The uncomfortable truth in all of this is reducing the ratio improves the quality of the game, and improving the quality of the game is something with which the league has become acutely concerned about of late. That’s not a knock on Canadians. It’s just a recognition that the numbers of players in the United States far, far, far outnumber those north of the border.

The sides came up with a solution that preserves the seven Canadian starters but provides for more flexibility for coaches to use American players than they would have been able to in the past. Specifically, veteran American players, those who’ve spent at least three years with their team or five in the league, will be allowed to play as Canadians in some circumstances.

That not only is going to put more of the best players on the field, it’s going to give additional value to American veterans, which slows roster turnover, another key issue this agreement effectively addresses.

Players have a strong incentive to re-sign with their teams, since that allows up to 50 per cent of the final years of their contracts to be guaranteed.

Overall, both the movement of players from team-to-team and out of the league should slow, which is a true win-win for players, fans and general managers.

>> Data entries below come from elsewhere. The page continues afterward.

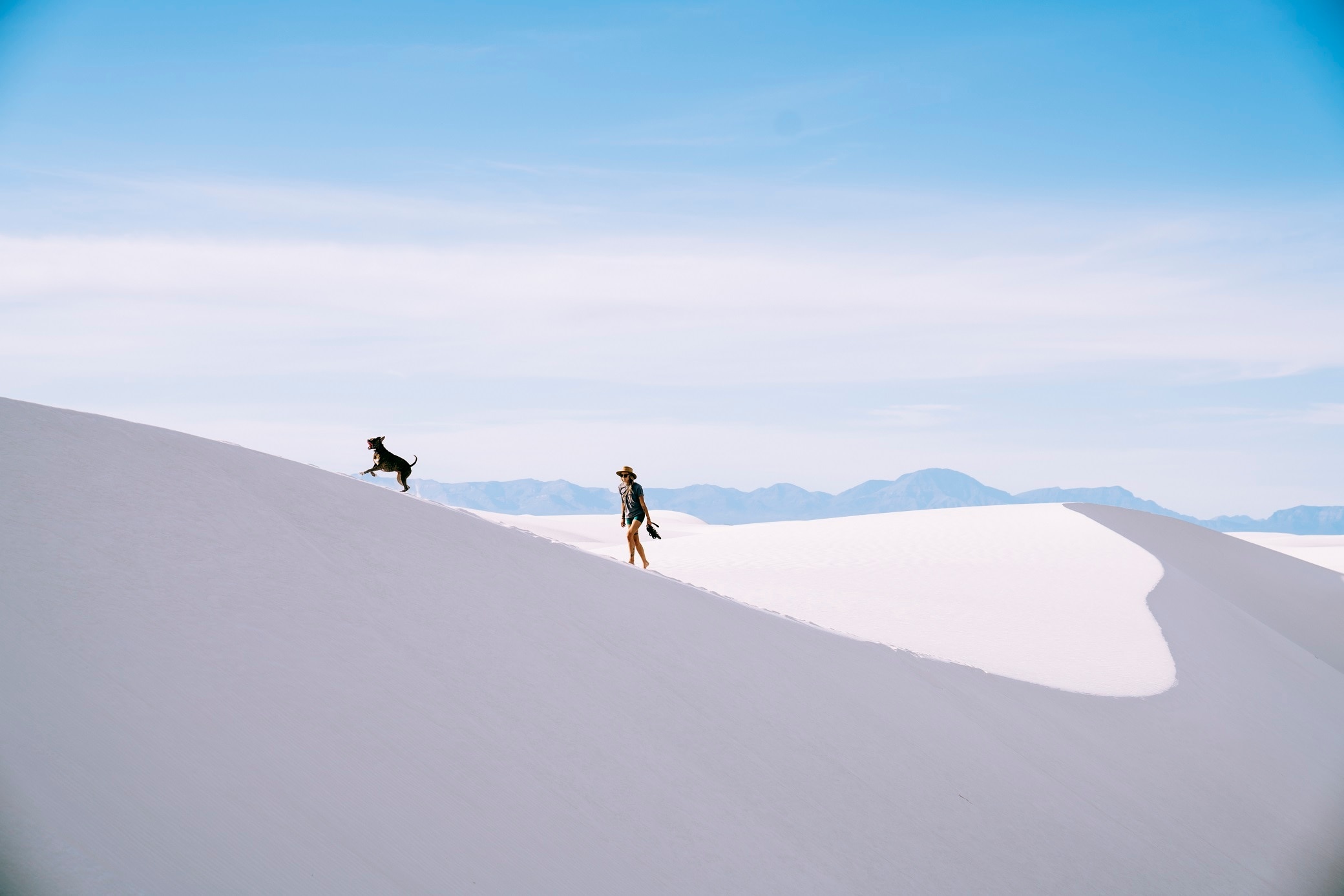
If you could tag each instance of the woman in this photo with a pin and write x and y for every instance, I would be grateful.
(633, 512)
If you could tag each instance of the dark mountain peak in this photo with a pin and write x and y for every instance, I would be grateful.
(930, 488)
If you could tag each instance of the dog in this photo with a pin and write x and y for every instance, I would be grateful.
(389, 463)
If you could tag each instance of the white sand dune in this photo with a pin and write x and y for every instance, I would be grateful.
(1323, 550)
(222, 672)
(1035, 592)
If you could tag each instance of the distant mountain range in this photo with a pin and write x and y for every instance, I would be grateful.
(918, 491)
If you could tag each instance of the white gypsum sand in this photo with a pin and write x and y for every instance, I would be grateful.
(1323, 550)
(1035, 593)
(244, 674)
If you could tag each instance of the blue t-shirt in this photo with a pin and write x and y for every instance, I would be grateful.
(631, 496)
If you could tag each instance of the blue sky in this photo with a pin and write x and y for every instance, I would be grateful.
(1045, 244)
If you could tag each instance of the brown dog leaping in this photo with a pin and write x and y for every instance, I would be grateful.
(389, 463)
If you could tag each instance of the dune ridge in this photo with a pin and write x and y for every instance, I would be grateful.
(286, 682)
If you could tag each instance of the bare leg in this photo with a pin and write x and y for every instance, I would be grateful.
(632, 537)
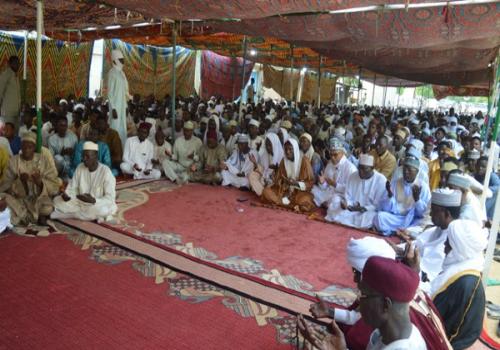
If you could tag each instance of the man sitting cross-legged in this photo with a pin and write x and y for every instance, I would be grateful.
(364, 191)
(138, 155)
(292, 182)
(91, 192)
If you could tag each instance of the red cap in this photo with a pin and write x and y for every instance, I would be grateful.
(391, 278)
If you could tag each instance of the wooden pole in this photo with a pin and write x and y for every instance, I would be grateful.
(39, 30)
(174, 61)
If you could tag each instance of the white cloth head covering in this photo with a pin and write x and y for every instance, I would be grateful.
(467, 241)
(360, 250)
(293, 168)
(310, 151)
(459, 180)
(115, 57)
(90, 146)
(277, 151)
(446, 197)
(366, 159)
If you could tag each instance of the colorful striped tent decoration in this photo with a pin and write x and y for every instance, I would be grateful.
(148, 68)
(65, 66)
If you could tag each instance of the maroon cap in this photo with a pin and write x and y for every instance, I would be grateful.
(391, 278)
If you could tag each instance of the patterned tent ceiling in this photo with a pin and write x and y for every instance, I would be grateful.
(446, 45)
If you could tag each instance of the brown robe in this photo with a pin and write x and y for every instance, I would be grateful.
(299, 200)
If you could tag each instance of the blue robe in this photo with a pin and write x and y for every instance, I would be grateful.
(393, 215)
(103, 155)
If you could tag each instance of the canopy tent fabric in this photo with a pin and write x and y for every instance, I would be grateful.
(66, 66)
(148, 68)
(279, 80)
(441, 92)
(450, 45)
(310, 88)
(221, 76)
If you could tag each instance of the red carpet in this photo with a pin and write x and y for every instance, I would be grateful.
(213, 219)
(52, 296)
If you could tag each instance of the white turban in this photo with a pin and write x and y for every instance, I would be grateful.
(115, 56)
(359, 250)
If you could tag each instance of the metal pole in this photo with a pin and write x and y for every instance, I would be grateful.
(39, 29)
(243, 73)
(174, 61)
(373, 89)
(319, 83)
(385, 89)
(291, 73)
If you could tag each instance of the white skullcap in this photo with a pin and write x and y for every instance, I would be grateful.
(446, 197)
(254, 123)
(79, 106)
(116, 55)
(366, 159)
(90, 146)
(459, 180)
(360, 250)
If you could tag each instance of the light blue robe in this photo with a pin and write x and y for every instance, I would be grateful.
(394, 215)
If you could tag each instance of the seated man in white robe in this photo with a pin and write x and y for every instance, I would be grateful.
(330, 189)
(364, 190)
(91, 192)
(239, 165)
(470, 206)
(185, 154)
(138, 155)
(406, 202)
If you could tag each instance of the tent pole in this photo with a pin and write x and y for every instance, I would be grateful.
(491, 156)
(373, 89)
(243, 73)
(319, 83)
(39, 29)
(291, 73)
(174, 61)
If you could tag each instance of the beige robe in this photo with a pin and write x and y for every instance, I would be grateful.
(301, 200)
(26, 207)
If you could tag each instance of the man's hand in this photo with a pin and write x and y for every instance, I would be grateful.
(87, 198)
(412, 257)
(36, 178)
(416, 190)
(24, 177)
(388, 189)
(319, 309)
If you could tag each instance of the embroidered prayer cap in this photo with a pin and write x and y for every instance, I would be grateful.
(412, 162)
(189, 125)
(366, 159)
(359, 250)
(445, 197)
(243, 138)
(116, 55)
(400, 133)
(286, 124)
(306, 136)
(90, 146)
(254, 123)
(474, 154)
(145, 125)
(449, 166)
(391, 278)
(459, 180)
(29, 137)
(336, 144)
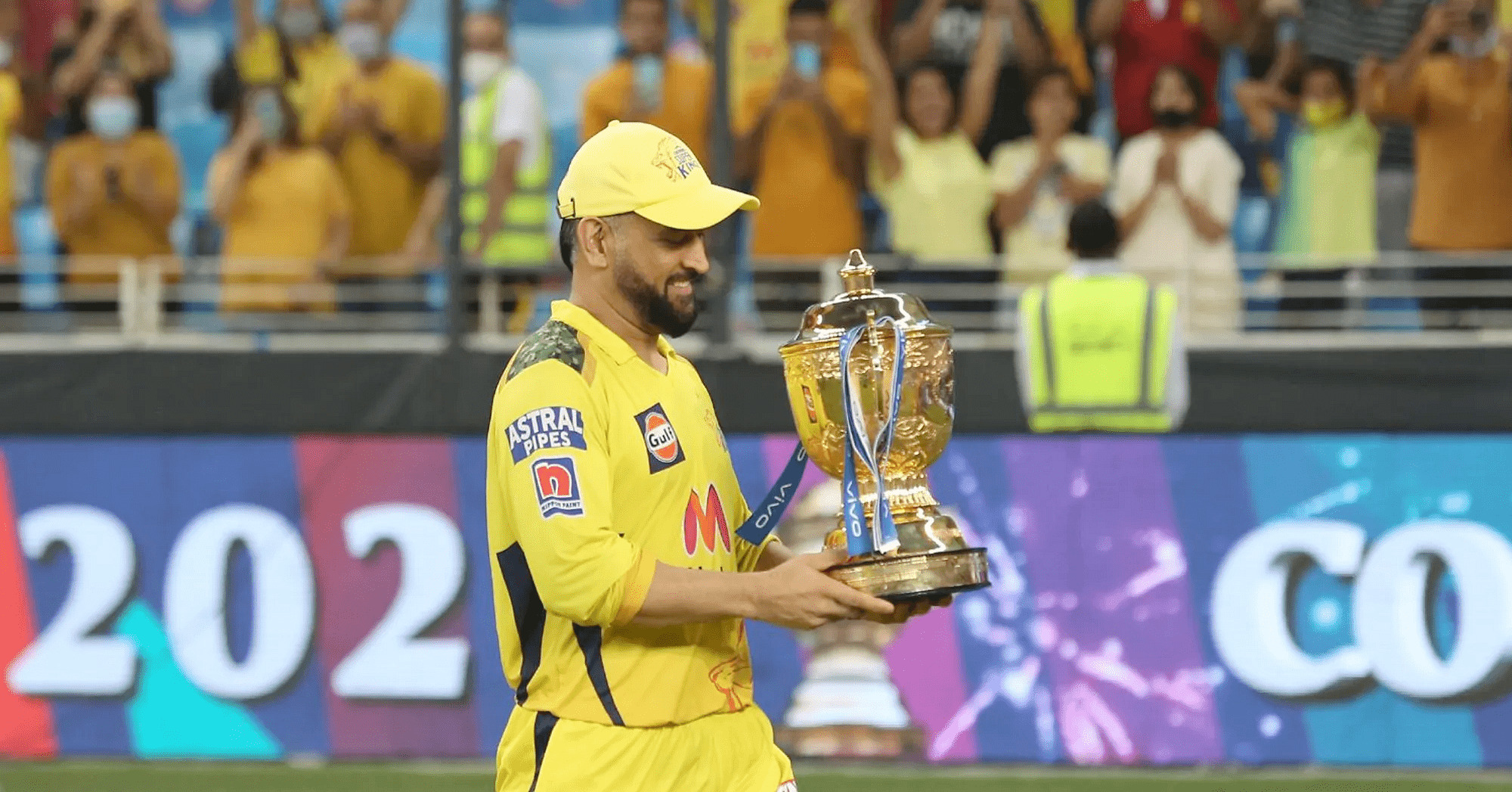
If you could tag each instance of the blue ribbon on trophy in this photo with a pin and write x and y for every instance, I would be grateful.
(766, 517)
(872, 451)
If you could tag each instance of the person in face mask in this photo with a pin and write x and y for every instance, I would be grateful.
(111, 35)
(1461, 110)
(383, 123)
(1328, 212)
(649, 83)
(296, 48)
(285, 210)
(113, 189)
(506, 163)
(1176, 191)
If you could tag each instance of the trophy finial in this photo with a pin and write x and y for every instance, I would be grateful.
(858, 275)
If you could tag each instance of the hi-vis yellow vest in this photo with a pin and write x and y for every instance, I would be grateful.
(524, 238)
(1098, 353)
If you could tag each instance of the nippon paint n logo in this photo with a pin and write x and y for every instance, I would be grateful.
(704, 523)
(557, 489)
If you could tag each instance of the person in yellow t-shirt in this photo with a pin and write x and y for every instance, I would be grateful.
(113, 189)
(925, 162)
(299, 50)
(621, 573)
(801, 141)
(285, 210)
(383, 123)
(649, 83)
(10, 118)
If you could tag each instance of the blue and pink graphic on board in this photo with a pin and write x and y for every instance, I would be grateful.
(1342, 599)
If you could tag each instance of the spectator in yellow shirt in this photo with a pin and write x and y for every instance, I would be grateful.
(651, 85)
(383, 123)
(299, 48)
(801, 141)
(285, 210)
(11, 110)
(113, 189)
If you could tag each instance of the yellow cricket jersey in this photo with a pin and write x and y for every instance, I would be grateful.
(598, 467)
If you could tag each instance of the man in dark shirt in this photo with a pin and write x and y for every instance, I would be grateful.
(947, 30)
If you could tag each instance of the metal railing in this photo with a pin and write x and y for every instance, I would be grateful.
(102, 303)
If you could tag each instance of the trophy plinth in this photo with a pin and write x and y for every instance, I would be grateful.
(932, 557)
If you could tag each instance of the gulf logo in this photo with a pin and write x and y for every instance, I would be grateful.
(663, 448)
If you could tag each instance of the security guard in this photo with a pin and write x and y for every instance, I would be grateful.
(506, 163)
(506, 156)
(1098, 348)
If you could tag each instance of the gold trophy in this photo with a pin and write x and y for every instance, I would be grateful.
(847, 703)
(872, 386)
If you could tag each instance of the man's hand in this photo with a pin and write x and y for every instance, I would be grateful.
(1369, 70)
(798, 595)
(860, 15)
(798, 88)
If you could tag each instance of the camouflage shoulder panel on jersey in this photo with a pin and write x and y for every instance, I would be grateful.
(556, 340)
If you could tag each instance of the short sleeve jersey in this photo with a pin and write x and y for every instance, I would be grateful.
(600, 467)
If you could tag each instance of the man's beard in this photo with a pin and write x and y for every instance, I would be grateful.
(652, 303)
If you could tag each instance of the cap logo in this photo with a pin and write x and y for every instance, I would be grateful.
(675, 159)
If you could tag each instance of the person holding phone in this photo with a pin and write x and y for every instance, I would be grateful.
(801, 141)
(114, 188)
(649, 83)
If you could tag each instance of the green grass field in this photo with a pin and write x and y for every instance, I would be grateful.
(476, 778)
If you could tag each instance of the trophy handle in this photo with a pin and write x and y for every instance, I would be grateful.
(861, 445)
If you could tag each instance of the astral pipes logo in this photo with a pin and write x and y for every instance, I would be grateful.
(1393, 643)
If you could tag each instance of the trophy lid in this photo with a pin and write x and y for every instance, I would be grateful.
(860, 304)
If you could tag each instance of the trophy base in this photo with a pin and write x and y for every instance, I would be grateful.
(850, 743)
(917, 576)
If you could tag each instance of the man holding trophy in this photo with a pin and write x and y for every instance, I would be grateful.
(613, 505)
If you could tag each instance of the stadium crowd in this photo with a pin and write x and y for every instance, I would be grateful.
(955, 132)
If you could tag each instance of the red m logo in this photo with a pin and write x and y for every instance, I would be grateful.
(702, 520)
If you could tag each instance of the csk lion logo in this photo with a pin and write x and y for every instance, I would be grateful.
(675, 159)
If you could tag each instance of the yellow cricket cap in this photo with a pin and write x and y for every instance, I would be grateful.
(646, 169)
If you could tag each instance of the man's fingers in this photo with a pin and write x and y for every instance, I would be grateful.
(863, 602)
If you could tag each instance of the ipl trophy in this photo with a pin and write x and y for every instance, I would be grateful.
(847, 703)
(872, 386)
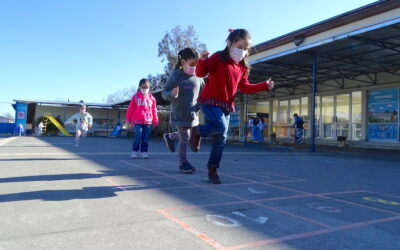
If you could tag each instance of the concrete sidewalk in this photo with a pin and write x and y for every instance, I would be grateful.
(56, 196)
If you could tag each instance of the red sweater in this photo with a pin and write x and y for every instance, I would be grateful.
(223, 80)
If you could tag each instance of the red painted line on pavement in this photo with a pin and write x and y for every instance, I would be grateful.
(192, 230)
(230, 195)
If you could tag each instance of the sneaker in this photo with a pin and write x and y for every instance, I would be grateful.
(213, 175)
(170, 143)
(186, 168)
(134, 155)
(195, 139)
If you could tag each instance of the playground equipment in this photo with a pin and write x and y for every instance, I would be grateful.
(47, 117)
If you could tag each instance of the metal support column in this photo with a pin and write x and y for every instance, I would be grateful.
(314, 90)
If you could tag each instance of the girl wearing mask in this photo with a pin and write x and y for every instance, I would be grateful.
(227, 71)
(182, 89)
(142, 113)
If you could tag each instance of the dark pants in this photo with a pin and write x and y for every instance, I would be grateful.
(142, 135)
(216, 126)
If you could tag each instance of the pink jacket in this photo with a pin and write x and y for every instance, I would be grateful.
(142, 109)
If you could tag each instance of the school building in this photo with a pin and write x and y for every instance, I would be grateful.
(30, 113)
(343, 73)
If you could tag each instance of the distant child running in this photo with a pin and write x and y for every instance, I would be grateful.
(142, 113)
(227, 71)
(182, 89)
(84, 122)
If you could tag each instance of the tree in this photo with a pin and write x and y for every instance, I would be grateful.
(121, 95)
(174, 41)
(168, 48)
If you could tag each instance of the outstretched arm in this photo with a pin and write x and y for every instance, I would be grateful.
(246, 87)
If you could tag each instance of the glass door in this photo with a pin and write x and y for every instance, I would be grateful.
(343, 115)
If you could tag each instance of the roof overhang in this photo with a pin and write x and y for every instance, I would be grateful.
(360, 54)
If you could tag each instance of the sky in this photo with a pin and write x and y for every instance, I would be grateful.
(87, 49)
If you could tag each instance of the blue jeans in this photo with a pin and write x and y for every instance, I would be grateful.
(216, 126)
(298, 137)
(142, 135)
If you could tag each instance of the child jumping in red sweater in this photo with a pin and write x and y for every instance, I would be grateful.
(142, 112)
(227, 71)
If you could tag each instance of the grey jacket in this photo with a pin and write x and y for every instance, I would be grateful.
(184, 108)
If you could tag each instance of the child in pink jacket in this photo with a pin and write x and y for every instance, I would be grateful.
(142, 112)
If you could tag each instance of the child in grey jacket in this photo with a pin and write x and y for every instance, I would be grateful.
(182, 89)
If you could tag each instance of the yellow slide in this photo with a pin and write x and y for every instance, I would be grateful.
(58, 125)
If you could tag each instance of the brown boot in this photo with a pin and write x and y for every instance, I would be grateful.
(195, 139)
(213, 175)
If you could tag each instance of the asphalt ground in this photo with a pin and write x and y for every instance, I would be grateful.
(57, 196)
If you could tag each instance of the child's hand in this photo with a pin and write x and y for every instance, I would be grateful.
(204, 54)
(270, 83)
(175, 92)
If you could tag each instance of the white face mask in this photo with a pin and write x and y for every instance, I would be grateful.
(237, 54)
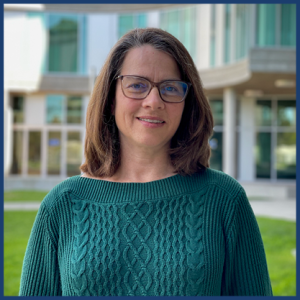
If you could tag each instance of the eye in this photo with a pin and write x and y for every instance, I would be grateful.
(170, 89)
(137, 86)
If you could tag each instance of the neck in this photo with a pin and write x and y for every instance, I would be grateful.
(143, 165)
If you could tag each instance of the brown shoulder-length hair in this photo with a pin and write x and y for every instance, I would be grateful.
(189, 150)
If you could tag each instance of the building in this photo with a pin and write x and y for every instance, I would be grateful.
(245, 54)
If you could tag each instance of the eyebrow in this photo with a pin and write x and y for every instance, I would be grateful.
(145, 77)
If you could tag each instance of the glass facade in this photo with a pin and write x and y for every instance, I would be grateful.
(131, 21)
(286, 155)
(276, 25)
(54, 153)
(227, 33)
(66, 43)
(54, 107)
(34, 153)
(213, 35)
(263, 113)
(286, 113)
(74, 110)
(182, 24)
(16, 167)
(275, 149)
(74, 153)
(242, 30)
(216, 145)
(61, 109)
(18, 109)
(288, 24)
(216, 141)
(263, 155)
(63, 43)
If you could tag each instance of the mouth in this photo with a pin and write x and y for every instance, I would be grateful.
(156, 121)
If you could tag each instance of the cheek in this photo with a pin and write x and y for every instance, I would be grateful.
(177, 113)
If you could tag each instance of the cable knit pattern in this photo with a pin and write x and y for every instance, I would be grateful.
(179, 236)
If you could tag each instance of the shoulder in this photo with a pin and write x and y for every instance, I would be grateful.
(217, 180)
(61, 192)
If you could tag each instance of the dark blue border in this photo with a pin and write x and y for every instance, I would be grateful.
(145, 2)
(297, 152)
(2, 158)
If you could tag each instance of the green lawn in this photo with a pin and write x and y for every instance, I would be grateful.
(23, 196)
(279, 239)
(17, 228)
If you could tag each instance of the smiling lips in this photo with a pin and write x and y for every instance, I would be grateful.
(152, 122)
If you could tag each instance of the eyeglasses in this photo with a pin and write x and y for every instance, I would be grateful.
(139, 88)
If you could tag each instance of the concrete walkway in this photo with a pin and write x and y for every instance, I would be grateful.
(273, 208)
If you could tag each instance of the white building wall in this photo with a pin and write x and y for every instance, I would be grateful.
(220, 24)
(35, 110)
(24, 51)
(203, 36)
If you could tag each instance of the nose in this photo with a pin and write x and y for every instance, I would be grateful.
(153, 100)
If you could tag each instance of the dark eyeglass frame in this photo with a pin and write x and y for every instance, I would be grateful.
(154, 84)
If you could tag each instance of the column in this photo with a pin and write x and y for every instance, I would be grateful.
(229, 133)
(8, 133)
(246, 165)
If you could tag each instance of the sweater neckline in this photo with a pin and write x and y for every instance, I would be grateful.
(117, 192)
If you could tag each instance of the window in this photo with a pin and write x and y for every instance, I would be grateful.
(64, 109)
(67, 43)
(242, 30)
(74, 110)
(129, 22)
(74, 153)
(18, 109)
(276, 139)
(227, 33)
(54, 152)
(276, 25)
(54, 106)
(288, 24)
(17, 160)
(34, 153)
(213, 36)
(216, 141)
(182, 24)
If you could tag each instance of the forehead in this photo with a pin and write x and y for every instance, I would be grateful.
(151, 63)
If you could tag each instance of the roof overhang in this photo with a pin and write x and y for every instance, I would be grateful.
(90, 8)
(266, 71)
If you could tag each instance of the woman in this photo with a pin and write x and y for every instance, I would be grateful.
(147, 216)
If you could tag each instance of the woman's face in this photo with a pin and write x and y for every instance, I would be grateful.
(134, 118)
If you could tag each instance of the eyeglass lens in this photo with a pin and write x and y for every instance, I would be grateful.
(138, 88)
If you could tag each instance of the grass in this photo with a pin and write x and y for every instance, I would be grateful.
(279, 240)
(24, 196)
(17, 228)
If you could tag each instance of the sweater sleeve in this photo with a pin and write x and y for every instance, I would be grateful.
(40, 274)
(245, 270)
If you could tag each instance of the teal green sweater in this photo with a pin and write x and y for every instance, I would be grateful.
(179, 236)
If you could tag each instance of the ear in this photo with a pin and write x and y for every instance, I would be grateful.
(112, 108)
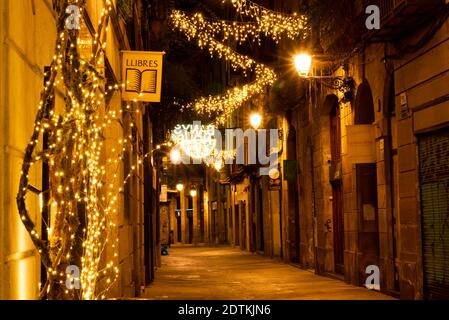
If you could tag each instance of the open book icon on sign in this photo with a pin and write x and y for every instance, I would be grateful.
(141, 81)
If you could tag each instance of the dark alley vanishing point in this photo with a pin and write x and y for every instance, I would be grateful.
(224, 273)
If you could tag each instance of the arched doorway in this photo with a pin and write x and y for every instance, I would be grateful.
(364, 105)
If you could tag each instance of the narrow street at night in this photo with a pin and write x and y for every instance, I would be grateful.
(180, 153)
(223, 273)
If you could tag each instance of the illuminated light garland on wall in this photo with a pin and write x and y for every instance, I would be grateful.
(205, 32)
(79, 174)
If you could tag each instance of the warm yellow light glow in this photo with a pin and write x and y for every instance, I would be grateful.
(218, 165)
(175, 156)
(256, 120)
(303, 64)
(214, 35)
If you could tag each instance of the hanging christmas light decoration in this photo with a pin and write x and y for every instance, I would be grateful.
(196, 141)
(206, 32)
(294, 27)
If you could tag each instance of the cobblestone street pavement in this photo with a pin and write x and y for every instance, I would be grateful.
(226, 274)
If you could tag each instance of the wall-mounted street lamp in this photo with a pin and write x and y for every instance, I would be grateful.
(255, 120)
(218, 165)
(175, 156)
(304, 63)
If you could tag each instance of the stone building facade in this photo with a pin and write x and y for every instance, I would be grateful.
(369, 155)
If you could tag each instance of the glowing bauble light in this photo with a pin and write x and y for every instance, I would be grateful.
(195, 140)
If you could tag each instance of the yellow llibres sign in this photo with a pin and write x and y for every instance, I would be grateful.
(142, 75)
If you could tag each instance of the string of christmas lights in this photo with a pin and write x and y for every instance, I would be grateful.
(80, 175)
(225, 104)
(244, 31)
(272, 22)
(206, 31)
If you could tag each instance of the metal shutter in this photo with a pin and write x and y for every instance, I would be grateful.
(434, 183)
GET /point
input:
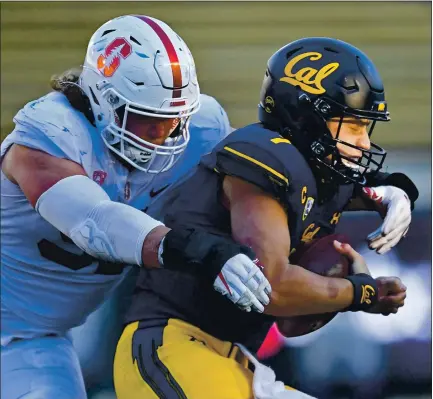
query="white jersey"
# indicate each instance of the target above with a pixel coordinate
(48, 284)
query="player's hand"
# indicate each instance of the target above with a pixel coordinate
(392, 293)
(394, 204)
(243, 282)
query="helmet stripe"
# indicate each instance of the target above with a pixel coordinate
(172, 55)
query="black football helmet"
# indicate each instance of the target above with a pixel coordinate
(312, 80)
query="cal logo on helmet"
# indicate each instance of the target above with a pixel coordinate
(308, 78)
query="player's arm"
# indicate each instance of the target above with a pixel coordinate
(260, 221)
(365, 200)
(63, 195)
(393, 196)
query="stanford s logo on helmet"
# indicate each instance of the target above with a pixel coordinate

It’s hard to imagine what the world of Canadian football will be like in 2029, when the new CBA expires.

No doubt much will have changed.

The league is marching into that future with a new collective bargaining agreement that addresses many longstanding issues in the CFL.

Who wins on the business side is hard to say, given all the uncertainties that lie ahead.

But right now all that matters to most is that collective bargaining has been put to bed and the CFL is finally ready to embark on a full season of football.